Taj Wali

Personal information
- Born: 21 March 1991 (age 35) Peshawar, Pakistan
- Batting: Left-handed
- Bowling: Left-arm medium-fast
- Role: Bowler

Domestic team information
- 2011-2015: Peshawar Panthers
- 2011-present: Khyber Pakthunkhwa Province
- 2016-present: Peshawar Zalmi
- 2017–2018: Peshawar
- 2018: Sindh
- 2019–present: Balochistan
- Source: Cricinfo, 20 November 2015

= Taj Wali =

Pakistani cricketer

Taj Wali (born 21 March 1991) is a Pakistani cricketer, who plays mainly as a fast-medium bowler. In the 2015–16 Quaid-e-Azam Trophy, he became the first bowler in more than 20 years to take four wickets in four balls in first-class domestic cricket in Pakistan.

In round four of the 2017–18 Quaid-e-Azam Trophy, playing for Peshawar, he dismissed Mohammad Irfan by Mankad. He was the leading wicket-taker for Peshawar in the 2017–18 Quaid-e-Azam Trophy, with 34 dismissals in six matches. He was also the leading wicket-taker for Peshawar in the 2018–19 Quaid-e-Azam Trophy, with 36 dismissals in seven matches.
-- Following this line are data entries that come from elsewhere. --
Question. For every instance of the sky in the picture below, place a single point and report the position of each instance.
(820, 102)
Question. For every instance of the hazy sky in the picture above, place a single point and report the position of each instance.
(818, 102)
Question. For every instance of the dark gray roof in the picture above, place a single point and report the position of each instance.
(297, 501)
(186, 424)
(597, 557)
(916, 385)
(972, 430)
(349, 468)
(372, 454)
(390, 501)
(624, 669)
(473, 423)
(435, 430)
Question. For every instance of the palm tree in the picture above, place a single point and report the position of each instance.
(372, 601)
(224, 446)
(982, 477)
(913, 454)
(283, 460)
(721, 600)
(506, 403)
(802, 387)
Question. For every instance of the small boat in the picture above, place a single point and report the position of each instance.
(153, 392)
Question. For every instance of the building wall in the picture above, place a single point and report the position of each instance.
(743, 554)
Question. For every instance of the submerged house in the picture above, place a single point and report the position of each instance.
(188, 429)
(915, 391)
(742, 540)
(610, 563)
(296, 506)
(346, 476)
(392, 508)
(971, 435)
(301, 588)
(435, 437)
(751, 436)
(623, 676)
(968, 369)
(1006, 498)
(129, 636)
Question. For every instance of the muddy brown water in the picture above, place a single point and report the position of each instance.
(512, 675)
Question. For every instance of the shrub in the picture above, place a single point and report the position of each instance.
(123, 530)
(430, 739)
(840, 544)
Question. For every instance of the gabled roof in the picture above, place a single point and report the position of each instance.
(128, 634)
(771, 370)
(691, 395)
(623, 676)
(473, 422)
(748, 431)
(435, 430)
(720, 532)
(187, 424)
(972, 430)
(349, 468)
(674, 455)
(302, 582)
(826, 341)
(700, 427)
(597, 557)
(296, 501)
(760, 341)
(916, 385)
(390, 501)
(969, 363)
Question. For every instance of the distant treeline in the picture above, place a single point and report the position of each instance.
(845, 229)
In April 2018, he was named in Sindh's squad for the 2018 Pakistan Cup. In March 2019, he was named in Balochistan's squad for the 2019 Pakistan Cup. In September 2019, he was named in Balochistan's squad for the 2019–20 Quaid-e-Azam Trophy tournament. In January 2021, he was named in Balochistan's squad for the 2020–21 Pakistan Cup.